RE: URIQA questions from Patrick.Stickler@nokia.com on 2003-07-07 (www-rdf-interest@w3.org from July 2003)

From: <Patrick.Stickler@nokia.com>
Date: Mon, 7 Jul 2003 09:39:40 +0300
To: <b.fallenstein@gmx.de>
Cc: <www-rdf-interest@w3.org>
Message-ID: <A03E60B17132A84F9B4BB5EEDE57957B5FBBED@trebe006.europe.nokia.com>
> -----Original Message-----
> From: ext Benja Fallenstein [mailto:b.fallenstein@gmx.de]
> Sent: 06 July, 2003 02:30
> To: Stickler Patrick (NMP/Tampere)
> Cc: rdf-i
> Subject: URIQA questions
> 
> 
> 
> Dear Patrick,
> 
> reading the URIQA spec at
> 
> http://216.239.39.100/search?q=cache:HHP1uPSr1EUJ:sw.nokia.com
> /URIQA.html+uriqa&hl=en&ie=UTF-8
> 
> (for some reason I cannot access sw.nokia.com at the moment), 

Our firewalls got upgraded last weekend and for some reason the
routing to that particular server got munged. It's being fixed.
Sorry.

> I'm left 
> wondering about two points. I would expect to be able to use 
> the URIQA 
> interface to query any information I need about a resource from its 
> authoriative server, 

Well, any authoritative information, at least. Not necessarily
any information that is available everywhere on the SW on ever
server.

> but if I'm not missing something, this 
> would not be 
> possible.
> 
> 
> First, the directionality in concise bounded resource 
> descriptions seems 
> an arbitrary restriction that means I cannot query many, but not all 
> statements about a resource. 

A concise bounded restriction is entirely resource-centric.
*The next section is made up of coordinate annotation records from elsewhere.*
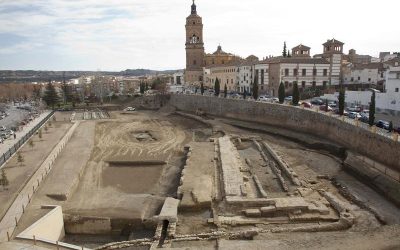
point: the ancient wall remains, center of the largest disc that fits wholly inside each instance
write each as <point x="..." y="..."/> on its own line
<point x="375" y="146"/>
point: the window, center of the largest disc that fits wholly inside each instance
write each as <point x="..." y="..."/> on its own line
<point x="262" y="76"/>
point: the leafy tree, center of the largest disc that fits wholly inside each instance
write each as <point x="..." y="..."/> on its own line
<point x="284" y="52"/>
<point x="372" y="109"/>
<point x="281" y="93"/>
<point x="342" y="95"/>
<point x="390" y="126"/>
<point x="50" y="96"/>
<point x="20" y="158"/>
<point x="225" y="91"/>
<point x="4" y="180"/>
<point x="255" y="89"/>
<point x="296" y="94"/>
<point x="326" y="105"/>
<point x="216" y="87"/>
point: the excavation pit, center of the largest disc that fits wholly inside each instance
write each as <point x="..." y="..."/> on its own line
<point x="132" y="178"/>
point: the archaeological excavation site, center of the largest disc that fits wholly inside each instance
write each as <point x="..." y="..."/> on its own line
<point x="196" y="172"/>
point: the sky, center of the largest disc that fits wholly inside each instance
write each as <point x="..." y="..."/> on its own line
<point x="114" y="35"/>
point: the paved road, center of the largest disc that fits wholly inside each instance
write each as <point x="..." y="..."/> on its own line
<point x="7" y="144"/>
<point x="15" y="211"/>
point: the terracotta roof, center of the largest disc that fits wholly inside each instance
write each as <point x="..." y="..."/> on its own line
<point x="301" y="46"/>
<point x="333" y="41"/>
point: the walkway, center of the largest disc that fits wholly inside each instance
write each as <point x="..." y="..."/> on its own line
<point x="16" y="210"/>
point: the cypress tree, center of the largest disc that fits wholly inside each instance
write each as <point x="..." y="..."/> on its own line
<point x="50" y="95"/>
<point x="372" y="109"/>
<point x="390" y="126"/>
<point x="4" y="180"/>
<point x="342" y="94"/>
<point x="281" y="93"/>
<point x="216" y="87"/>
<point x="225" y="91"/>
<point x="284" y="52"/>
<point x="296" y="94"/>
<point x="255" y="89"/>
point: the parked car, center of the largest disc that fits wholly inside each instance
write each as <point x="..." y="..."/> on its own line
<point x="129" y="109"/>
<point x="306" y="104"/>
<point x="317" y="101"/>
<point x="354" y="115"/>
<point x="382" y="124"/>
<point x="354" y="109"/>
<point x="289" y="98"/>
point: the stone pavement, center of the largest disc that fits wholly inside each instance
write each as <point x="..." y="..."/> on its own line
<point x="9" y="143"/>
<point x="10" y="220"/>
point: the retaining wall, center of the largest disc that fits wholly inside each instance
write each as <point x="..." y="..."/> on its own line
<point x="373" y="145"/>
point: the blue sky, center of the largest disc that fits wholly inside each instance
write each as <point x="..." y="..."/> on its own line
<point x="121" y="34"/>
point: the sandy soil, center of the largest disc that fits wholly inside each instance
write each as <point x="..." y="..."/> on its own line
<point x="18" y="174"/>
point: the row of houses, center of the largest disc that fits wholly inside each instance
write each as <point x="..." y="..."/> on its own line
<point x="322" y="71"/>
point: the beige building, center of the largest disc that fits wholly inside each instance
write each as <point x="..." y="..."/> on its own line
<point x="194" y="48"/>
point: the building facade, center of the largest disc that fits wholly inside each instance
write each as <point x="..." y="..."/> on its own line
<point x="194" y="48"/>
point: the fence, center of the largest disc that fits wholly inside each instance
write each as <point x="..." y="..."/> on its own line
<point x="7" y="155"/>
<point x="10" y="220"/>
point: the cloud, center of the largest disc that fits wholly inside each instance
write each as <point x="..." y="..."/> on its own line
<point x="115" y="35"/>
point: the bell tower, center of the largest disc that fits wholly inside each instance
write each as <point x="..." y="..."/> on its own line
<point x="194" y="48"/>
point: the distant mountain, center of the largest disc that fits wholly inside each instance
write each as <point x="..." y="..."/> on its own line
<point x="36" y="76"/>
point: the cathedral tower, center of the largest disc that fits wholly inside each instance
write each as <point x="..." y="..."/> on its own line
<point x="194" y="48"/>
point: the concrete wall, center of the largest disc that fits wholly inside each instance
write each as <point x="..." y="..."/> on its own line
<point x="358" y="139"/>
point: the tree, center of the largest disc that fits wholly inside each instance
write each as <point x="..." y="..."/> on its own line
<point x="141" y="87"/>
<point x="342" y="95"/>
<point x="281" y="93"/>
<point x="326" y="105"/>
<point x="50" y="95"/>
<point x="372" y="110"/>
<point x="225" y="91"/>
<point x="20" y="159"/>
<point x="296" y="94"/>
<point x="284" y="52"/>
<point x="4" y="180"/>
<point x="216" y="87"/>
<point x="255" y="89"/>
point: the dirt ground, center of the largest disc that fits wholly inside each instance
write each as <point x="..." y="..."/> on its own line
<point x="137" y="191"/>
<point x="33" y="156"/>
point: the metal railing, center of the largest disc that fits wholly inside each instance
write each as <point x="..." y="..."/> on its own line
<point x="11" y="151"/>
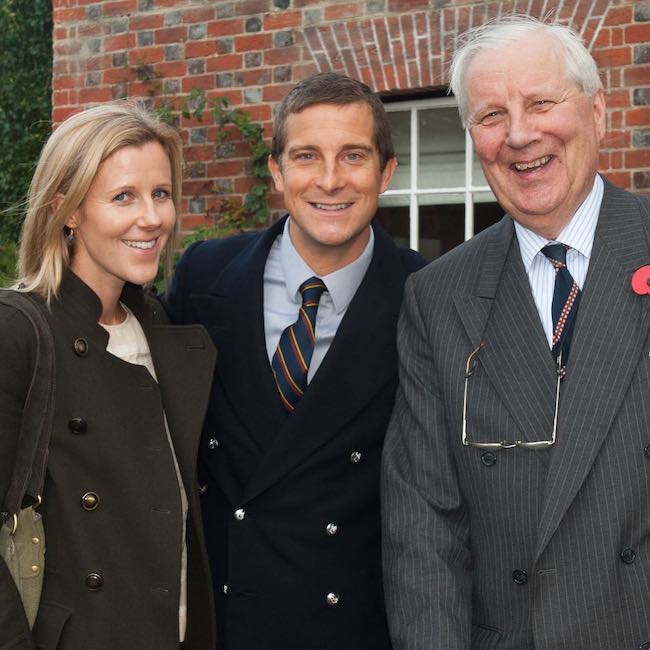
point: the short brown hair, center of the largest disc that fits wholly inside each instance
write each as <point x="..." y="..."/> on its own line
<point x="337" y="89"/>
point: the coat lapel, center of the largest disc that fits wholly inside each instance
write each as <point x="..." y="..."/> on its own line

It's
not meant to replace or compete with more general query services
or functionality, even those operating on the same knowledge
base.

It is a lowest common denominator which can be broadly and 
effectively implemented by all semantic web enabled servers,
regardless of what additional functionality those servers might
offer.

We can't expect every web server on the planet to implement an
identical high level query API. Even if such a standard API
exists (and there are folks working on it) we can't expect every
web server to provide it, yet the URIQA model is both simple
enough yet powerful enough to provide a common, standardized
core of functionality for resource discovery that will enable
SW agents to obtain authoritative knowledge about resources
based solely on their URIs.

> Unless the vocabulary in use has been 
> designed to be used with URIQA, I may be missing out on something 
> important. For example, consider this graph:
> 
>      <http://example.org/>   homePageOf   
> <http://example.org/institute>.
>      <http://example.org/institute>   rdf:label   "The Foo 
> insititute" .
>      <http://example.org/institute>   founded     "2003-03-17" .
> 
> If I start from http://example.org/, all is fine; I can find the 
> institute URI and then query its own description to get the name and 
> founding date.
> 
> But if I start at http://example.org/institute, I have no way 
> of finding 
> out about its home page, even though the semweb server knows about it 
> and this can certainly be considered crucial information 
> regarding the 
> institute.

With most SW and knowledge representation operations, ontology counts
for alot.

> There could of course be an inverse hasHomePage property, but why add 
> this if it isn't necessary, except for URIQA?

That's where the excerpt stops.